だが、5歳を過ぎてもおねしょが続く場合は「夜尿症」と呼ばれる疾患になり、医師の診断を受けることが望ましい。この時、病院でどんな治療を行うのだろうか。夜尿症外来の専門医である吉田茂先生に聞いた。
●夜尿症を改善する具体的な治療法
「検査や問診を行い、医師に『夜尿症』と診断された場合、まずは就寝の2時間前には夕飯を済ませ、水分を摂らない、寝る前に必ずトイレに行くなど、基本的な生活習慣を守ることで調整を行い、様子を見ていきます。また、毎日の生活や夜尿の有無などを記録する日誌をつけます」(吉田先生 以下同)
これらの行動療法で改善しない場合、薬物療法と夜尿アラームを使ったトレーニングを開始するそうだ。
「薬物治療では、尿を濃くして尿を減らす作用のある抗利尿ホルモン薬などを処方します。副作用で水中毒などを起こす可能性があると添付文書には記載されていますが、、生活指導としての水分制限を守っている限り、副作用が出ることはなく、安全性の高い薬といえます」
夜尿アラームとはどういうもの?
「夜尿アラームは寝ている間にした尿を感知するとアラームが鳴り、排尿を抑制するトレーニングです。アラームは市販されているものを購入し、寝る前に装着してから就寝。アラーム音で本人が起きない場合は、保護者が起こす必要があります。

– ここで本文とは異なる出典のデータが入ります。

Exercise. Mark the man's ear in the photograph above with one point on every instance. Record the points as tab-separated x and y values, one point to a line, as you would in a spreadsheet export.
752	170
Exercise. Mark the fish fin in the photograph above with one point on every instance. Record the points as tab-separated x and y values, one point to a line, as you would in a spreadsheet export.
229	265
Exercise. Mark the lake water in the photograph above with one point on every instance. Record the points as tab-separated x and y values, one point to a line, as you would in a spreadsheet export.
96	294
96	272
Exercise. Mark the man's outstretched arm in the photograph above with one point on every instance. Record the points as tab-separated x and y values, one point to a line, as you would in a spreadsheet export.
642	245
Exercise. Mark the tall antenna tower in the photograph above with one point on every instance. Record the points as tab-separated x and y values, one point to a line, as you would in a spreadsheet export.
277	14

夜尿アラームの価格は1万円程度ですので、レンタルがあれば、それを利用するのもオススメです」
●夜尿症の治療は、「起こさず」「怒らず」「焦らず」がカギ
夜尿症の一般的な治療期間は1年間。意外と長期戦だが、子どものモチベーションを保つにはどうしたらいい?
「行動療法の一環で、生活のリズムやその日の夜尿の状態を書いてもらう日誌があります。日誌は本人が夜尿の状態を理解するため、自分で記入します。この時、朝起きて夜尿をしていなかった日は、ごほうびとして好きなシールを貼ってもらっています」
ここで勘違いされやすいのが、シールを成功した日ではなく、失敗した日に貼ってしまうこと。うまくいったときの達成感を感じてもらうことが大切で、成功体験を重ねながら子どもの「がんばろう」という気持ちをキープするそうだ。

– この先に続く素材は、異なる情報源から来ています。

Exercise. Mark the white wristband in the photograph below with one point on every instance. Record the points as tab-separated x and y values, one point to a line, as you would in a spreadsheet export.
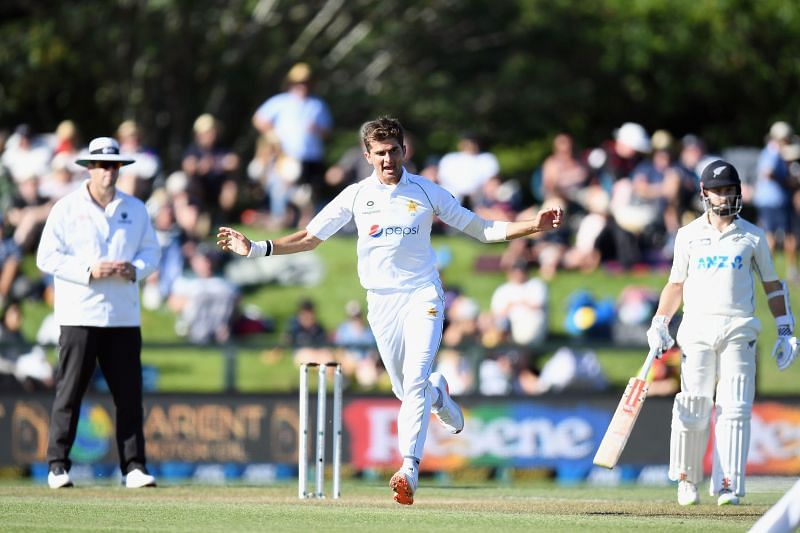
260	249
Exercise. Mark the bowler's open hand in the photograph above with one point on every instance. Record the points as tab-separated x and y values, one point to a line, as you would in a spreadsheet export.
549	218
231	240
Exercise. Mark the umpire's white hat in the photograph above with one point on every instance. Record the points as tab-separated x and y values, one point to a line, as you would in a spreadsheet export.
103	149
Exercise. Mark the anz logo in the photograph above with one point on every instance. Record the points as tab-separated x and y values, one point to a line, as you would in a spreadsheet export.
376	231
720	262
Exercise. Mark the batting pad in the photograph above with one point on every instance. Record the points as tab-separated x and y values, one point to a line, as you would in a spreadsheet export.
732	434
689	436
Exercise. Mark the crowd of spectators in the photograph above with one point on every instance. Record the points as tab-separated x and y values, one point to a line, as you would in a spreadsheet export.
624	201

では夜尿症の治療を始めた時に母親が気を付けるべきこととは?
「『起こさず、怒らず、焦らず』が夜尿症の3原則です。体の問題ですから、夜尿をした時に子どもを怒っても、どうにかなるものではありません。また体の発達を阻害したり症状の悪化にもつながったりするため、夜中にトイレに行かせるために寝ている子どもを起こすことはしないでください」
夜尿は長い期間をかけて改善していく。焦らずゆっくり親子で向き合っていこう!